Erse IS better 8 months ago
It’s not what I’d call a monopoly. But I do think they’re big and evil enough to be operating in restraint of free trade.
Walter Kocker Premium Member 8 months ago
Well, I was thinking about the Amazon Pharmacy – isn’t it funny how Amazon could always bargain with Big Pharma when Medicare/Medicaid couldn’t?
Special deal for Big Pharma from the best legislators money can buy, methinks.

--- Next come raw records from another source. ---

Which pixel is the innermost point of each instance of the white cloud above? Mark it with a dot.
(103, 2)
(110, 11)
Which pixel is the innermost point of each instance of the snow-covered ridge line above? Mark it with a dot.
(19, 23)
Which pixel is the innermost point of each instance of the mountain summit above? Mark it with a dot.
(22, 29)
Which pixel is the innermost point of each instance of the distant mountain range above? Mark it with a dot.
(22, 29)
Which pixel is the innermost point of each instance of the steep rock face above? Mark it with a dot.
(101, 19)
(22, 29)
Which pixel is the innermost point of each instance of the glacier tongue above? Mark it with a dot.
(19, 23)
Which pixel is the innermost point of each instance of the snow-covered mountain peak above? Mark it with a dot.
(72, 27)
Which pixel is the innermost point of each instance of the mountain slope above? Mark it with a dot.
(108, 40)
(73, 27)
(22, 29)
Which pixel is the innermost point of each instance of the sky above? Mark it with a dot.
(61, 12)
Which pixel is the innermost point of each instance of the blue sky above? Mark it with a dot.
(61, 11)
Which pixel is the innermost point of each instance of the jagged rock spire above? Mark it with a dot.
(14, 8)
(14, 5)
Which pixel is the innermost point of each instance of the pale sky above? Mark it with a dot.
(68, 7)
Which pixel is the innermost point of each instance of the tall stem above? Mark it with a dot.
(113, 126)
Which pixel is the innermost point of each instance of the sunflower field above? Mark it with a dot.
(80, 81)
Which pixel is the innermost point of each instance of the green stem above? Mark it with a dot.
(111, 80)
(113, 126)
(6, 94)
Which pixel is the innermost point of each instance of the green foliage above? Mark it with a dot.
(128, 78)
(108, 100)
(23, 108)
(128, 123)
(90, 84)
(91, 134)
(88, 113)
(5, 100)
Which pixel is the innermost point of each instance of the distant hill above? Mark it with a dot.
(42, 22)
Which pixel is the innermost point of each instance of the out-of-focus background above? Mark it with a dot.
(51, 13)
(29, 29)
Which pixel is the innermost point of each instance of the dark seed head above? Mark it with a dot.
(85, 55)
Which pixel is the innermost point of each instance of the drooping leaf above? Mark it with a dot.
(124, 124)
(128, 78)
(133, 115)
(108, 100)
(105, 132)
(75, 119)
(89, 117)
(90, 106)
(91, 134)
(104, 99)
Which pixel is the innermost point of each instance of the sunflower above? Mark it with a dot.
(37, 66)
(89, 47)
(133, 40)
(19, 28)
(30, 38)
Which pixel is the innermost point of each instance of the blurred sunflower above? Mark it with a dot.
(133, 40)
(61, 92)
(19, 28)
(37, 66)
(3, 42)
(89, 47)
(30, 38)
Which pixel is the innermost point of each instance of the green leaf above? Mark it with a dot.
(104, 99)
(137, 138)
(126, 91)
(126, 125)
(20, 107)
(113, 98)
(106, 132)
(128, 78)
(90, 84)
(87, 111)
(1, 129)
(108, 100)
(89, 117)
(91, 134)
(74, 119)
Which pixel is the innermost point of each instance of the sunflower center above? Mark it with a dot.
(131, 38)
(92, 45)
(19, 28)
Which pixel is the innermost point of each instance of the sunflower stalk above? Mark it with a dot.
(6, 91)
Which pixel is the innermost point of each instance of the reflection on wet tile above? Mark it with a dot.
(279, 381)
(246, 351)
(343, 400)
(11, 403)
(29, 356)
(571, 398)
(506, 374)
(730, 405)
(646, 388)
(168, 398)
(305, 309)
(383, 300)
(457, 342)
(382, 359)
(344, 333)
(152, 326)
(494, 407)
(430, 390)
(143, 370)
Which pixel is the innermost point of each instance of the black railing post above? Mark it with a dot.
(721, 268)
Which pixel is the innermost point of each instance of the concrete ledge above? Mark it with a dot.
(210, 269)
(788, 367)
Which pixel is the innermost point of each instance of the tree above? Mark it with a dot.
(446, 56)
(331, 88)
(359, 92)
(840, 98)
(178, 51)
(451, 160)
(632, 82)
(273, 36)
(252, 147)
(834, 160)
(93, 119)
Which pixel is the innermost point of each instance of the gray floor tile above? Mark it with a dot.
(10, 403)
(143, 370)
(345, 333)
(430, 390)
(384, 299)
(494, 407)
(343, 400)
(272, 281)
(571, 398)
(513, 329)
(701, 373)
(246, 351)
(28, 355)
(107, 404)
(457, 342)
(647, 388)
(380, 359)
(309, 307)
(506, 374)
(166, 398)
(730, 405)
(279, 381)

Carl Premium Member 8 months ago
Well when the choice is getting what I need in two days or driving from store to store for a week hoping to find something close to it Amazon wins every time. I also hold little sympathy for WalMart, Target, etc. I find WalMart crying about anti-competitive practices especially hilarious.
DC Swamp 8 months ago
Where’s the monopoly? I have no Amazon account and have never purchased from them.

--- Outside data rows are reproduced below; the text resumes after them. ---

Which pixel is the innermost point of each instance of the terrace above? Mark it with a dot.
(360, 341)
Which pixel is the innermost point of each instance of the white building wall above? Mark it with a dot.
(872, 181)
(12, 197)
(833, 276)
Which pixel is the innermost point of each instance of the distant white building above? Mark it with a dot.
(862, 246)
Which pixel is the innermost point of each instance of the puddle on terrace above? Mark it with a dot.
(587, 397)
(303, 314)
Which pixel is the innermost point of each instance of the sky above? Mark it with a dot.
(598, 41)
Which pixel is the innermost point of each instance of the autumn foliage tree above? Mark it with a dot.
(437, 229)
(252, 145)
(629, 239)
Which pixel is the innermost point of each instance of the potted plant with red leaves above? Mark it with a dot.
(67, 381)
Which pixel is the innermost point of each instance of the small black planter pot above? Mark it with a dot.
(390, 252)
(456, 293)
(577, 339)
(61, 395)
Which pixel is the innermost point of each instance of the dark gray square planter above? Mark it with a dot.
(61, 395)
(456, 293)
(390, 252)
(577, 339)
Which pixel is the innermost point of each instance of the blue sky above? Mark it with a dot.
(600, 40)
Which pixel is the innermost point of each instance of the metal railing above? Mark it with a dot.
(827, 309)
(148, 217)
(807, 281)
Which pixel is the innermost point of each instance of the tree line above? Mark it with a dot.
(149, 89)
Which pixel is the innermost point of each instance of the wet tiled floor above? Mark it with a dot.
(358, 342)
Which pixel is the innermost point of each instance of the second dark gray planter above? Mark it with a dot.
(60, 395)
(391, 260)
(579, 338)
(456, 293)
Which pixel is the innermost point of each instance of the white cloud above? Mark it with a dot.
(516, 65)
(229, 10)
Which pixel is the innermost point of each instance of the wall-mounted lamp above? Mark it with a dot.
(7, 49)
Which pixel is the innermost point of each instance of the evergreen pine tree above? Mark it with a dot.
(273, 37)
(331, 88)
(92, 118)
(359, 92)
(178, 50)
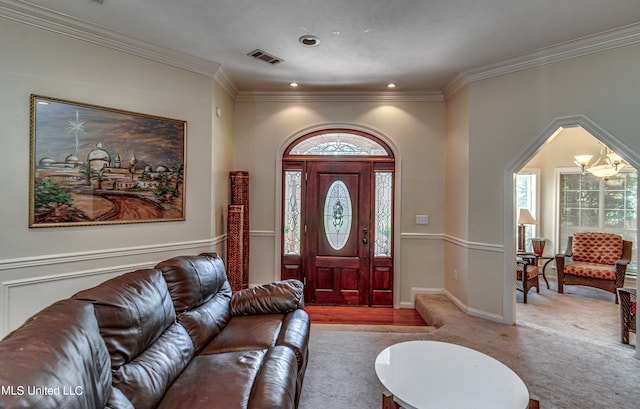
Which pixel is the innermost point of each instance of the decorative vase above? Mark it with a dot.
(538, 246)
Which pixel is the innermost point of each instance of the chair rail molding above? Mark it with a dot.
(37, 261)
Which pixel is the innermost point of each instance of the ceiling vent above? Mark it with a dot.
(261, 55)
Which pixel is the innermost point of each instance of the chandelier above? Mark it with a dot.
(608, 163)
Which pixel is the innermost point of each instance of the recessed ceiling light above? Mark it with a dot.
(309, 40)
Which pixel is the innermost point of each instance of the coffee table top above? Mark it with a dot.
(432, 374)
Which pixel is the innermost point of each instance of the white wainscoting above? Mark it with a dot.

piper_gilbert 8 months ago
Replace it with something that works better then. To replace it with something inferior is just plain stupid.
Al Fresco 8 months ago
If you live in any of the crime ridden blue cities where looters run rampant it is safer and faster to shop on Amazon. Bezos supplies what buyers want.
rlaker22j 8 months ago
Amazon’s not a monopoly and they’re losing market share making money isn’t against the law
Flatlander, purveyor of fine covfefe 8 months ago
I live in a rural area and Amazon is good for some things considering it costs me $0.25 per km to go anywhere. Walmart and Canadian Tire deliver with a charge, usually better than making a 350 km round trip. If it is really low priority and not returnable I go to AliExpress. That said a CCTV camera was the same price on Amazon and Ali but Amazon does returns since the Chinese one arrive defective and it took forever to get a refund. And I didn’t wait a month
Radish the wordsmith 8 months ago
Went to space on republican tax breaks for rich people.
martens 8 months ago
Lina Khan, current head of the FTC, wrote an article for the Yale Law Journal in 2017 titled “Amazon’s Antitrust Paradox”. You can get the pdf of it on the web. In 2018, she further expanded this theme in “The Ideological Roots of America’s Market Power Problem” in the Yale Law Journal Forum.
wildthing 8 months ago
America’s three hundred and something billionaires made over $2.4 trillion off of Trump’s Tax cuts so far. Only takes a few million per billionaire to buy Congress, great return on investment.
mac04416 8 months ago
Welcome to the USA! You are free NOT to purchase anything from Amazon. Look back 15 years ago, we all could get the stuff we needed or wanted.
smartgrr 8 months ago
We buy something from Amazon almost on a daily basis. It’s just too convenient. Every time I look online for an alternative, it is hard to find. I don’t consider going to Wal-Mart or Target as helping the little guy either.
superposition 8 months ago
“… Republicans’ grasp on the upper crust of American society is beginning to slip, while Democrats are increasingly becoming the preferred party of America’s elite. And it could cost them their grip on the White House.
Republicans have appealed to America’s wealthy with a platform that’s long committed itself to lower taxes and fewer regulations for big businesses. However, wealthier Americans are gravitating more toward Democrats, voting blue in the last two presidential elections. And the new appeal to wealthier individuals is creating a divide with a key Democratic voting bloc: blue-collar workers. …" __ Newsweek
FreyjaRN Premium Member 8 months ago
The divide between the richest and the poorest keeps growing, aided by tax breaks enthusiastically endorsed by the Right.
ncorgbl 8 months ago
Bezos does not have a monopoly. He has done what Sears should have done online. Unfair business practices are cited, and if proved are the issue. Intimidating any competitor with lower pricing is wrong.
Rich Douglas 8 months ago
Not so sure there’s a case against Amazon. Their marketplace dominance isn’t really a monopoly. The rose to dominance through non-monopolistic actions. They’re not using monopolistic practices to push out other businesses. (Beating them in the marketplace isn’t the same thing.)
FGWaiss 8 months ago
He’s going the wrong way on the board.